Calum suspected that he was unique in that regard.

His host was wired for violence, so he eased himself out of the chair. Everything ached, and the small living room twirled around him before settling uneasily. Calum shook his head to see if everything was going to stay in place. It did.

Mary stood too, and put an arm around her boyfriend's waist. “Ste, look at him. What's he going to do?”

Stephen wiped his palms on the front of his shirt, but didn't move. “I'm sorry,” he mumbled.
 

“I understand.” Calum stepped towards the door. “Remember, you don't have long. Enjoy what time you have left together.”

They nodded, Mary looking unsure, Stephen resolute.

The lights went out.

Plunged into what felt like absolute darkness, all three of them cried out. Stephen was the first to rally. “It's all right! It's all right! The power's gone, that's all. Had to happen.” Calum stumbled to a window, knowing that the streetlamps were out. Those lights were never going to come on again, and he wanted to witness the dying city in darkness, feel the weight of what he had wrought.

There was nothing to see. A thick fog had settled, and apart from the faintest glow of fire falling through the grey, it was featureless. “Christ,” Stephen said, not seeing Calum wince at the choice of words. “When did that roll in?”

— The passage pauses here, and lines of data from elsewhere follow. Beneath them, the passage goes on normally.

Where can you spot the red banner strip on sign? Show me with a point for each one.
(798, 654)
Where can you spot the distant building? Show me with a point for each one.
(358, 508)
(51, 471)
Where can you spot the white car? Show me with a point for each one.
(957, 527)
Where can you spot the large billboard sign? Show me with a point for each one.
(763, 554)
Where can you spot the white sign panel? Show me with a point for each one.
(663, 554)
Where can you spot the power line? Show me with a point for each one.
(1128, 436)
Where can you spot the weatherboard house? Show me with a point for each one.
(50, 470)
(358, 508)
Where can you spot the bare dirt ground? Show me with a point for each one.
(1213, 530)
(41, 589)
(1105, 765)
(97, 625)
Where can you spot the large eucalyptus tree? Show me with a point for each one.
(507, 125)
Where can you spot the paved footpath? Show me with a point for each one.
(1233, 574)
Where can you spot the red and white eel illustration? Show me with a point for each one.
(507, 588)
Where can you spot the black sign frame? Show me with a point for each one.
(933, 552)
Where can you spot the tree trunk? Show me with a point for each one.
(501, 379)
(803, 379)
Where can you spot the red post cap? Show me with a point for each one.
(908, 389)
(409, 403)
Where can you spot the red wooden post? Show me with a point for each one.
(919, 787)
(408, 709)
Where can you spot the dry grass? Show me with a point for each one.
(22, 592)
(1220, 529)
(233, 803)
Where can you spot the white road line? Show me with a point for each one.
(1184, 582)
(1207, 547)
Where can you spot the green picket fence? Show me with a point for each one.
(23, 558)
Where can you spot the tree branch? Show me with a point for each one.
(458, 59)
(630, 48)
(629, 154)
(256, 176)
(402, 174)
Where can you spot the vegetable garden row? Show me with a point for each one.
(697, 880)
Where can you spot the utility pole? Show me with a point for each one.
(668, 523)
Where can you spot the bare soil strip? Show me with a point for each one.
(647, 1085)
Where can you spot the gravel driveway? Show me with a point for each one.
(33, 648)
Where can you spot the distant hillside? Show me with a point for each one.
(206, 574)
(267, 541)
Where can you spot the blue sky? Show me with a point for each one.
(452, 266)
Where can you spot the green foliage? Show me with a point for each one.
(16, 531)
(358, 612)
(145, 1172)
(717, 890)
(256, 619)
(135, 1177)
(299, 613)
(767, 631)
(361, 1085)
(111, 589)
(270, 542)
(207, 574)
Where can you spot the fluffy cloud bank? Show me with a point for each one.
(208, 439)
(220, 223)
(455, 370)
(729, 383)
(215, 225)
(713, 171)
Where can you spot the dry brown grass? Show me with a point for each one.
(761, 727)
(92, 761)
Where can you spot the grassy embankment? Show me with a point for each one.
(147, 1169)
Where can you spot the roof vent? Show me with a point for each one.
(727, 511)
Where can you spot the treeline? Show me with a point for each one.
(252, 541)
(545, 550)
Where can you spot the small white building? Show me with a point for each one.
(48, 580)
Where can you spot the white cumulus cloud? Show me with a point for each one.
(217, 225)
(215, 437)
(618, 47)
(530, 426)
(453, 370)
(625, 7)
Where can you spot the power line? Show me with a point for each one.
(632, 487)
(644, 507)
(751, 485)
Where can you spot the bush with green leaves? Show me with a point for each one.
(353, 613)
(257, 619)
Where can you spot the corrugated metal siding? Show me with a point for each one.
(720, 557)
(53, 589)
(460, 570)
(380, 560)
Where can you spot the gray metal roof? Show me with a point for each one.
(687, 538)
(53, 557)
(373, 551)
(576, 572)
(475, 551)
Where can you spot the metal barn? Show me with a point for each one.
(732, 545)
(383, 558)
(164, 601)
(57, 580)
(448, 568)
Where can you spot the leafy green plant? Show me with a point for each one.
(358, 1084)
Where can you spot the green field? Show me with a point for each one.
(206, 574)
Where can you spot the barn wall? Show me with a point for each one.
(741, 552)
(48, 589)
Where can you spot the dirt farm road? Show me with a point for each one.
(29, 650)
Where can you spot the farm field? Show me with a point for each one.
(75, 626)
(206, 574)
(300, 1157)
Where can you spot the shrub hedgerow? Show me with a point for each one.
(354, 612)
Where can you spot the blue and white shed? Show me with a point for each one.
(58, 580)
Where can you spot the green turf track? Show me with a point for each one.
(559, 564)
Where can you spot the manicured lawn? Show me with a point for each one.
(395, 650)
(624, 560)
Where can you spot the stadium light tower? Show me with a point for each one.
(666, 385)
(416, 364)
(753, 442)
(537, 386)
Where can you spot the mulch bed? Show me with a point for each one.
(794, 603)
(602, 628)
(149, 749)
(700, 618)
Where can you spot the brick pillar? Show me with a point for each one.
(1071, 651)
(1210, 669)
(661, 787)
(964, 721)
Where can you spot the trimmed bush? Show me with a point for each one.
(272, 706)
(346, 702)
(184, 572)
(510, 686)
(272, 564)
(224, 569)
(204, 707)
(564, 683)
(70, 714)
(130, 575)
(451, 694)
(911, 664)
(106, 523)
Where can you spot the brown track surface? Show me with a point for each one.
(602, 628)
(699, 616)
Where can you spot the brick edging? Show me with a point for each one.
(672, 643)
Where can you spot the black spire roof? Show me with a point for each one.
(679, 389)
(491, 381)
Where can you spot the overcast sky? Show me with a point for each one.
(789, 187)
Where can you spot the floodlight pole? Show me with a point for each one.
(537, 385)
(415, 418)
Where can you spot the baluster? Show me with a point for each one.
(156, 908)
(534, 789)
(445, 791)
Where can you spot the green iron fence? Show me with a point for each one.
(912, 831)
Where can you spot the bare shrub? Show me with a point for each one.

All three of them stepped back when they heard the bellow from below. “Ambroooooose! Come out, come out, my friend. I've fooouuund yooouuu!”

Heat bled from Calum, and his breathing grew shallow as he recalled what Ambrose had told him about the confrontation with Leviathan. “Shit,” he whispered. “Shit, we're in the wrong place.”

A shadow passed in front of the window, momentarily blocking out what little light seeped in. Whether it was something flying past, or something immense walking on the ground, Calum did not want to know.

“We're safe here, right? They won't come inside?” Mary was whispering too. It felt very important not to draw attention to themselves. Calum took her hand and pulled her into a crouch, below the line of the window. Stephen resisted for a moment, clearly debating whether a show of strength was the way forward, and then hunkered down beside them.

“We're not safe,” Calum told them, steadying his voice, “and we're about twenty feet from the worst place on earth that we could possibly be. We have to run.”

“But…”
 

Calum cut the bigger man off before he could get further. “We run. Now. Otherwise we're going to die.”

Ambrose sped through the streets of South Gosforth like an Olympic sprinter, his breathing easy, his mind racing. At the edge of his consciousness, the bright light that was Pandora blazed, drawing him like a moth. She had barely moved since arriving in this time and place, and her inactivity was all that prevented Ambrose from spreading his wings and taking to the air. By foot and train, it had taken him twenty minutes to get from the cafe to this leafy suburb of Newcastle, and now he was close.

Vaulting a small fence, he cut through a children's playground, startling the group of teenagers gathered round a climbing frame to purchase drugs. The only things that distinguished these kids from the cider drinkers he had seen earlier were better clothing, and more expensive habits.

Streetlights were flaring to life across the city, and as Ambrose leaped the wall at the far side of the playground, he found himself lit in amber. The light made little difference to him, as his night vision was superb. Electric bulbs comforted mortals, appearing to throw back the curtain of night and imposing order on the things it concealed, but it was all illusion. Humankind still feared the dark, and what lurked within it. Deep down, they knew the light was no defence, and they were right. Many creatures wished harm upon them, and none of them minded much whether the lights were on or off. Two years from now, the dead would pull the beating hearts from the living, undeterred by these same glowing bulbs.

For Ambrose, the night served one purpose alone. Heaven stood outside the time stream, on the far side of Limbo. While the search for Ambrose was concentrated on Glasgow in the future, too many mortals seeing him do impossible things might draw attention to this time zone, and he couldn't afford that. With the darkness masking the full extent of his actions, he could push things further.

He was already running as fast as it was possible for a man with his body weight to go. Then he went faster still.